Rheumatologics, Other

Class Summary

Uricase facilitates conversion of urate to allantoin. Unlike uric acid, allantoin is soluble and easily excreted by the kidneys. Thus, hyperuricemia is reduced, with little risk of acute kidney injury.

Pegloticase (Krystexxa)

Pegloticase is a pegylated uric acid–specific enzyme that is a polyethylene glycol conjugate of recombinant uricase. It achieves its therapeutic effect by catalyzing oxidation of uric acid to allantoin, thereby lowering serum uric acid levels. Pegloticase is indicated for gout in adults who are refractory to conventional therapy. It is administered as an IV infusion every 2 weeks plus weekly oral methotrexate.
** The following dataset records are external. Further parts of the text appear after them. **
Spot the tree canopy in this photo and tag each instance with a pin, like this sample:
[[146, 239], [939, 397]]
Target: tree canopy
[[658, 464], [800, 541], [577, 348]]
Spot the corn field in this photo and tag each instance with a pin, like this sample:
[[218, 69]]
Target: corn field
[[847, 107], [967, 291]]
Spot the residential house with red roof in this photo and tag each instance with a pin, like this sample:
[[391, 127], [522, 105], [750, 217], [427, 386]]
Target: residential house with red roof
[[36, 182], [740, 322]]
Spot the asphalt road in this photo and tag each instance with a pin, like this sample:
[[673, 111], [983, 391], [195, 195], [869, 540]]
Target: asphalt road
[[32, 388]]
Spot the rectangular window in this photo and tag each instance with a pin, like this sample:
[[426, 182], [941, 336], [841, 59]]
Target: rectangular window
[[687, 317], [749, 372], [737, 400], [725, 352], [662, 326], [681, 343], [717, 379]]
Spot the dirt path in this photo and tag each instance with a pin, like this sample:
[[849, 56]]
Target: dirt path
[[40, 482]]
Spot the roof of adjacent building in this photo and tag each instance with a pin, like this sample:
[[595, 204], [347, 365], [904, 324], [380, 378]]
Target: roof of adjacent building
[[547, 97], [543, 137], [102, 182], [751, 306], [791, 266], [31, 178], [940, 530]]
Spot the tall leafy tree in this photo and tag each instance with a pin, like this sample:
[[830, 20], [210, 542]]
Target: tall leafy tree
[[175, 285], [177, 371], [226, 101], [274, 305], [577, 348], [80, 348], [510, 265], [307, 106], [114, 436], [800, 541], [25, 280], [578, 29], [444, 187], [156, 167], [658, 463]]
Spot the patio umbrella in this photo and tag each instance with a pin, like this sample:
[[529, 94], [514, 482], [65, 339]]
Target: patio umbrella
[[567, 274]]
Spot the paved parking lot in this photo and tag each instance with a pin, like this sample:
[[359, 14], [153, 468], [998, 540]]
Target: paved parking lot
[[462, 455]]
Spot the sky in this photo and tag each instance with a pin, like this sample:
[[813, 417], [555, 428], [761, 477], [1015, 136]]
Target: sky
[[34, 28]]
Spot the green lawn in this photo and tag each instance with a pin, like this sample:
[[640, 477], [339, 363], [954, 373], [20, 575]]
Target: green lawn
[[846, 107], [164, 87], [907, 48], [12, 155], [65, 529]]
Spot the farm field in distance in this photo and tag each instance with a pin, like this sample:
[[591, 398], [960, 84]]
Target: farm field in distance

Pegloticase alone may be used in patients for whom methotrexate is contraindicated or not clinically appropriate.  


Interleukin Inhibitors

Class Summary

Interleukin-1β (IL-1β) is involved in mediating gouty inflammation. Inhibiting IL-1β has may decrease gout-related pain and inflammation. 

Canakinumab (Ilaris)

Indicated for gout flares in adults in whom NSAIDs and colchicine are contraindicated, are not tolerated, or do not provide an adequate response, and in whom repeated courses of corticosteroids are not appropriate. 


Corticotropic Hormones

Class Summary

Corticotropic hormones stimulate synthesis and release of corticosteroid hormones. They are principally used in diagnostic tests to differentiate primary adrenal insufficiency from secondary adrenal insufficiency. They have limited therapeutic value in conditions responsive to corticosteroid therapy, for which a corticosteroid should be the drug of choice.

Cosyntropin (Cortrosyn)

Cosyntropin is an adrenocorticotropic hormone (corticotropin) that stimulates the production and release of endogenous steroids. It is an effective treatment of acute crystal-induced arthritis in postoperative patients and in other patients who cannot take oral medications.